5. **Memory backdoor in large - language models**: The paper verifies the threat of memory backdoor in large - language models and shows how to systematically extract complete training samples through a single query, which poses a significant threat to the confidentiality of text - based training data sets.
### Motivation and threat model
The paper assumes that the attacker's goal is to extract specific samples from an organization's private data set, and the motivation may be to violate data confidentiality or misappropriate intellectual property. An attacker can exert influence in the following ways:
- **Data manipulation**: Modify the data set, inject specific samples or change existing samples.
- **Training code tampering**: Tamper with the training code or loss function.
- **Internal threat**: An insider or a legitimate user tampers with the training code.

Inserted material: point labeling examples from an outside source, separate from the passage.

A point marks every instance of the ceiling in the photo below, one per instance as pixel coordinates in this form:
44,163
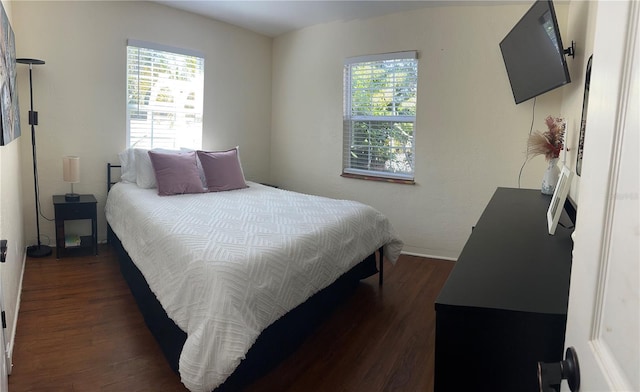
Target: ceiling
275,17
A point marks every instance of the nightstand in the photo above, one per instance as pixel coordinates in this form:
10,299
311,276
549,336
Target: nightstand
85,208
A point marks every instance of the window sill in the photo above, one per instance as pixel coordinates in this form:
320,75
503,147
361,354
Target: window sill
377,178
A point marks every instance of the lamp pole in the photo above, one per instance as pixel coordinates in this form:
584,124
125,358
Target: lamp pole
38,250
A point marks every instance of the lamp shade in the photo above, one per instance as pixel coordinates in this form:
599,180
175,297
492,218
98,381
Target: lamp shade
71,169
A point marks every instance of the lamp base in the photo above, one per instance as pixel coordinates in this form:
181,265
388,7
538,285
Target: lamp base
38,250
71,197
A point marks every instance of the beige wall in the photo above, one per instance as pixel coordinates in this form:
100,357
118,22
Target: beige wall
80,91
580,28
80,96
470,136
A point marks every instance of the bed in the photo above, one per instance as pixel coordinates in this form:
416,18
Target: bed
231,282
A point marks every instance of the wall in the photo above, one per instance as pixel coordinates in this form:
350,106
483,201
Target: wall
80,91
11,222
580,28
470,135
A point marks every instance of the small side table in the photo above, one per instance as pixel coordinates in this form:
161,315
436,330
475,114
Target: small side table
85,208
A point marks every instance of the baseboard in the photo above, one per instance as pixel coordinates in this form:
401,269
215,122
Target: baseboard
12,337
429,256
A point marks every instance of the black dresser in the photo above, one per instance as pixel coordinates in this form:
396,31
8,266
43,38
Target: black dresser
504,306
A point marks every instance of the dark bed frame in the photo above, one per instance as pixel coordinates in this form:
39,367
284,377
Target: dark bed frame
273,345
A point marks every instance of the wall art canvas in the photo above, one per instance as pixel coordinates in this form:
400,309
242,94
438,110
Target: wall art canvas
9,110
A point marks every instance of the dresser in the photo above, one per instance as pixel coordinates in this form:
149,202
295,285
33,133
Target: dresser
504,305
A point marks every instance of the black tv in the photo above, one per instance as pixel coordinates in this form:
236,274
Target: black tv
533,53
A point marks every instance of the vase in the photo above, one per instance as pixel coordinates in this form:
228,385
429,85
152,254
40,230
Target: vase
550,178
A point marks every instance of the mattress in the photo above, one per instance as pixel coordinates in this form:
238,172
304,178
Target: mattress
226,265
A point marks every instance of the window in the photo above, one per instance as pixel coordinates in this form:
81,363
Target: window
379,116
165,88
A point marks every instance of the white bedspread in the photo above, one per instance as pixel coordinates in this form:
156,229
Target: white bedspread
226,265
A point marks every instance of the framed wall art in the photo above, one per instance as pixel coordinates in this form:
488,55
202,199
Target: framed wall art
583,121
9,111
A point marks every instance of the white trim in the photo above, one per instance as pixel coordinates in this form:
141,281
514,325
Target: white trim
164,48
429,256
412,54
12,337
382,174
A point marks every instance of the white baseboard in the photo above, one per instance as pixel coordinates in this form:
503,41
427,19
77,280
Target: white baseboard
429,256
12,336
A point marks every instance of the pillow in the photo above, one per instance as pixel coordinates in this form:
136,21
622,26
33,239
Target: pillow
176,173
145,176
128,166
222,170
200,171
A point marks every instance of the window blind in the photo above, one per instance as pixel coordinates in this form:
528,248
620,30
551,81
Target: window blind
165,91
379,115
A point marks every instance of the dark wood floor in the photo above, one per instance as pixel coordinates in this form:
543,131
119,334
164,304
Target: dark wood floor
79,330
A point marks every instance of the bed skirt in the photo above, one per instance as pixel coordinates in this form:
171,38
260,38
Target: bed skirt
273,345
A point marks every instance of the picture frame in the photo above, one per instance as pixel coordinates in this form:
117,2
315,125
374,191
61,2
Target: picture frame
9,109
557,200
583,121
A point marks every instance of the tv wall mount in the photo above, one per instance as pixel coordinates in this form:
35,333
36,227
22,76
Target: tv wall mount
571,51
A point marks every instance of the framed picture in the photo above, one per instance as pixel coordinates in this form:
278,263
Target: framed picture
10,117
583,121
557,201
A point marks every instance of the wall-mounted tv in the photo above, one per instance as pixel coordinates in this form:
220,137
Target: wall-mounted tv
533,53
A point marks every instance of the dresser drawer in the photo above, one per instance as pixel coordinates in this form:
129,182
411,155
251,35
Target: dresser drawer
75,211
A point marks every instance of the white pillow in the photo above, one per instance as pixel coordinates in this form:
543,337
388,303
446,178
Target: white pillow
145,175
128,166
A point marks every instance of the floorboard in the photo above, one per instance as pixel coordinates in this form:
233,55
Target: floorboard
79,330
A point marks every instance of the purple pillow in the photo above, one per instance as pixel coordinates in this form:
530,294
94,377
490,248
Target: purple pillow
176,173
222,170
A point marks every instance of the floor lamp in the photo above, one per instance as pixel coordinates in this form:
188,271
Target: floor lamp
38,250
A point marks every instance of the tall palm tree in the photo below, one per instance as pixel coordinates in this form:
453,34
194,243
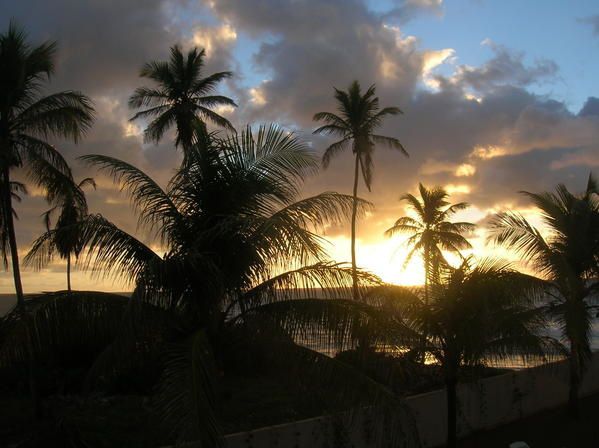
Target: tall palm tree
27,119
431,231
69,201
473,315
182,98
358,118
241,259
567,259
17,190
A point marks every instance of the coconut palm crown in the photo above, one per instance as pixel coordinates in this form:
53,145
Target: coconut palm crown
358,117
182,97
69,202
27,119
431,232
567,259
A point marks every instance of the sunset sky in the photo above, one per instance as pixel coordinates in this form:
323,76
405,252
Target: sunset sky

To maintain covertness, an attacker cannot directly export data, nor can they significantly reduce the performance of the model. An attacker needs to ensure the authenticity of the extracted data, that is, the extracted samples are indeed from the original data set, not false data generated by the model.
### Background and related work
The paper reviews two related fields: backdoor attacks and data extraction attacks. The goal of backdoor attacks is to embed hidden functions during the training process so that the model produces the output specified by the attacker when a specific trigger pattern is input. Data extraction attacks obtain information about the data set through interaction with the model, including methods such as attribute inference, membership inference, and model inversion.
### Definition and implementation of memory backdoor
The paper formally defines the concept of memory backdoor and introduces the specific implementation of "Pixel Pirate". The memory backdoor generates a specific trigger pattern through a trigger function, making the model output the corresponding data fragment. By systematically traversing the index space, these fragments can be recombined to completely reconstruct the target data set.
### Specific methods for attacking visual models
The paper details how to implement the memory backdoor in predictive visual models, especially image classifiers. The main challenges include the output dimension being much smaller than the input dimension and the effective identification of the index trigger pattern. The paper proposes a block - reconstruction method and designs a four - dimensional index space and two trigger functions (pattern - based and code - based).
In conclusion, this paper reveals the potential threats to data privacy in neural network models by proposing memory backdoor attacks and provides specific implementation methods and detection means.